Ayrshire cows get their name from the County of Ayr in Scotland, where they developed. They have a red and white coat and are known for the superior shape and quality of their udders. Ayrshires are efficient grazers and efficient milk producers. They produce an average of 25 litres of milk per day. They are also highly adaptable to all management systems.

Brown Swiss

Brown Swiss

As its name suggests, the Brown Swiss breed developed in Switzerland. However, “brown” is a bit of a misnomer, as the coat is usually grey/beige. Brown Swiss cows are large, robust, and very gentle. They are also naturally strong and rugged, having developed in pastures 3500 metres above sea level. The Swiss government supported the Brown Swiss’s development by offering prizes and subsidies for the best females and bulls in the country. The Brown Swiss’s average milk production is 25 litres per day, same as the Ayrshire. Like Guernseys, Brown Swiss cows produce milk with a high fat content.



The Canadienne is the only dairy breed to have developed in North America. It is descended from cows brought to Canada by Jacques Cartier and Samuel de Champlain in the mid-1500s and early 1600s. Prior to the 1950s, Canadiennes were the primary milking cows. Currently, however, there are less than 200 purebred females in Canada. Rare Breeds Canada has declared the Canadienne a rare breed. However, the Canadienne is a hardy breed. Through self-selection, these cows have inherited an ability to survive, reproduce, and give milk on poor feeds and throughout harsh Canadian seasons.

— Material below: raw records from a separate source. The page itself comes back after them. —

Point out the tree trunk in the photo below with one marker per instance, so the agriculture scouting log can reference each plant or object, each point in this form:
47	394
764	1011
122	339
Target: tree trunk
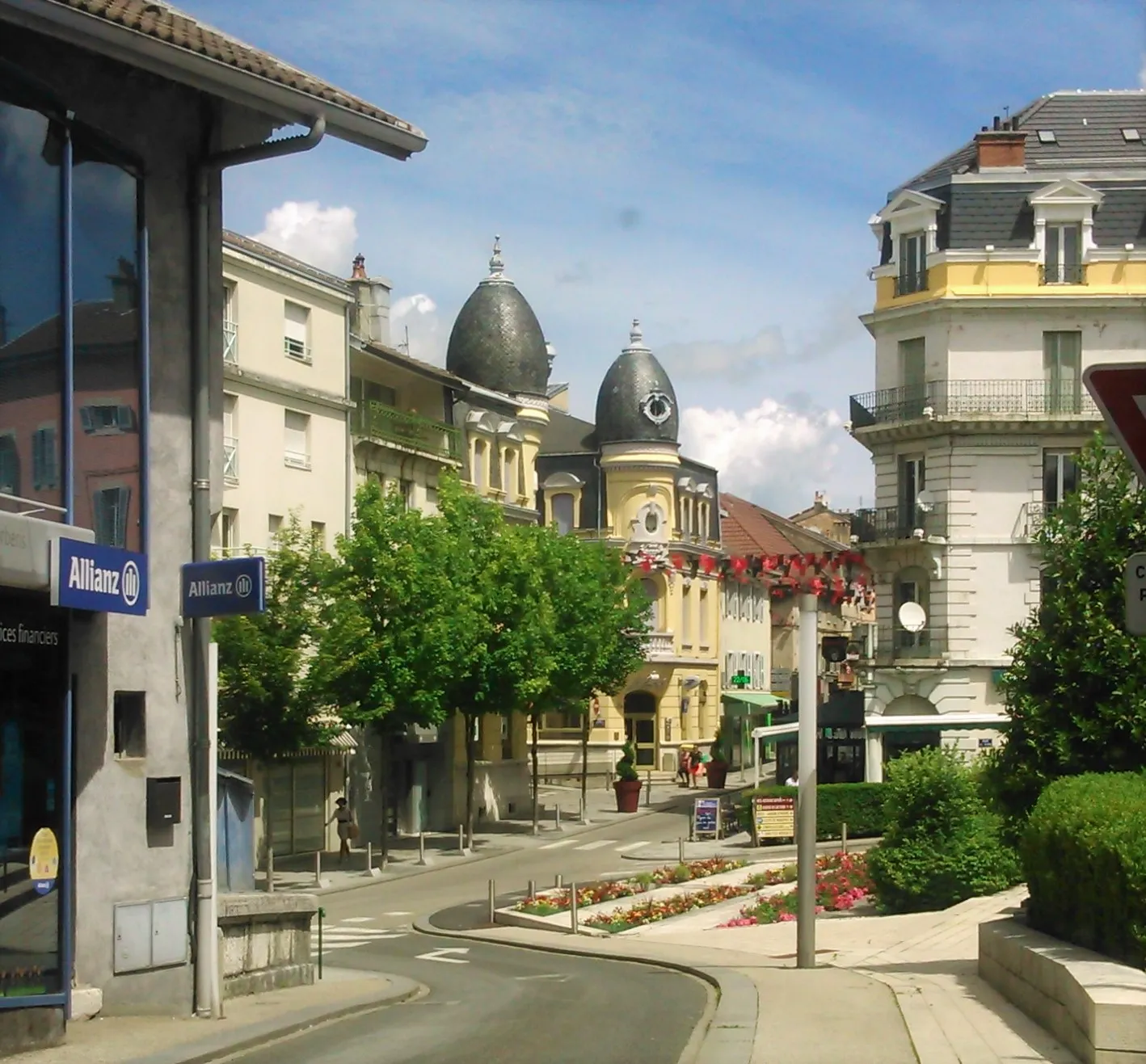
537	775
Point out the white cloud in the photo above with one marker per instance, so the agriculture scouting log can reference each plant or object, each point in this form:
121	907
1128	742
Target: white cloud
772	454
325	238
416	318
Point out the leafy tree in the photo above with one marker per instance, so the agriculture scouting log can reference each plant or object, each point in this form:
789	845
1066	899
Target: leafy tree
1076	688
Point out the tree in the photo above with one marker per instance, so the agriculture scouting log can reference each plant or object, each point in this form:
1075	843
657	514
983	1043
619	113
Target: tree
1076	688
268	708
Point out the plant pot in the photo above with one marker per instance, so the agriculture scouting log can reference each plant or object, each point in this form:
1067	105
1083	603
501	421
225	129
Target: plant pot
628	795
716	771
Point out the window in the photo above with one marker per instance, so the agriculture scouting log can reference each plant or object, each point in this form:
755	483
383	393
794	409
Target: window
110	515
912	263
45	466
1064	254
129	716
1060	476
562	505
296	331
1063	372
297	440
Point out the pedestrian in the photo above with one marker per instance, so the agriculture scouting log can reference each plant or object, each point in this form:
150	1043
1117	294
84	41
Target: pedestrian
346	828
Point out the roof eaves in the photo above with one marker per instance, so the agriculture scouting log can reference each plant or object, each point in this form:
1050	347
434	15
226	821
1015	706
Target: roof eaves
100	32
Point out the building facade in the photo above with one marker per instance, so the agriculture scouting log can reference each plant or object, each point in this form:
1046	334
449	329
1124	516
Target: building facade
1004	271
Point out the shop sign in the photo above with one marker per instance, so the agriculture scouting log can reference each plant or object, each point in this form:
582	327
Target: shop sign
217	589
96	578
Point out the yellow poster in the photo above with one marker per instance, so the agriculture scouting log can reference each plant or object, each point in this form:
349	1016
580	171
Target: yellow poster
44	860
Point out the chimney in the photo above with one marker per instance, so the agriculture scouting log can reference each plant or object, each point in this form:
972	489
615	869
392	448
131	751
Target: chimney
1002	147
372	305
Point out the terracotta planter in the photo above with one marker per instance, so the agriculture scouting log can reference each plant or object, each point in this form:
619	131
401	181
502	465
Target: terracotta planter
718	773
628	795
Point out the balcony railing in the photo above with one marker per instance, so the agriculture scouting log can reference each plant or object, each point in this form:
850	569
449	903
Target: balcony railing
230	460
230	343
1004	400
380	422
1063	273
905	284
899	523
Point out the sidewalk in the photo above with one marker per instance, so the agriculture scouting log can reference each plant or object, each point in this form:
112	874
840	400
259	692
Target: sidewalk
247	1022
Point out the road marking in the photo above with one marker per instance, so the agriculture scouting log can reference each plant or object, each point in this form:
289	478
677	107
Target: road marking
597	844
443	956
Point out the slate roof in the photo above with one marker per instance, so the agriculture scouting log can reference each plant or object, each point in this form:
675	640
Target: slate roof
195	44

Canadienne milk is rich in fat and protein, making it perfect for producing specialized cheeses. The breed may be black, brown, tawny, or russet in colour. Generally, colouring is lighter along the back, around the muzzle, and near the udder.



The Guernsey is a breed of dairy cattle developed on the Island of Guernsey in the English Channel. The breed originated from French cattle brought to the island by monks about 980 A.D. Guernseys were first imported to Canada by Sir John Abbott, a former Prime Minister and Minister of Agriculture in 1878. These cows are very adaptable. They do well under close confinement, such as zero grazing or dry lot feeding. They also handle intensive and extensive grazing conditions well.

The Guernsey breed has been declared endangered by Rare Breeds Canada. Its numbers have declined dramatically in recent years. Guernseys are distinguished by their tan and white colouring. They produce an average of 23 litres of milk per day with a high fat content (similar to the Brown Swiss).



Holsteins have the highest average milk production (30 litres per day) and the greatest protein content in their milk. They also have a good food conversion ratio (the ability to turn food into milk). It’s no wonder, then, that they make up 90 percent of dairy cows in Canada. Most Holsteins are black and white, but some have a red and white coat. You can often see both sets of colouring at the Museum.



Jersey cows originally came from the Island of Jersey in the English Channel, off the coast of France. They were first imported to Canada in 1868. Canadian Jerseys are generally light fawn (deer-like) to black in colour. They may have white patches. With the highest fat content of all dairy breeds, milk from Jersey cows is perfect for cheeses, ice cream, and whipping cream. The Jersey is one of the smallest dairy breeds. Still, its milk production is close to that of the Guernsey at 22 litres per day.

Milking Shorthorn

Milking Shorthorn.

Shorthorns were first brought to Canada in the early 1800s as a multipurpose breed. Shorthorn cattle could be raised for meat, produce milk, and serve as draft animals. Today, the Milking Shorthorn has developed into a hardy, good-natured, efficient milk producer. Like the beef cattle Shorthorn, the Milking Shorthorn comes in red, white, and roan (a blend of red and white hairs). It has an excellent food conversion rate (the ability to turn food into milk) and a moderately high milk output.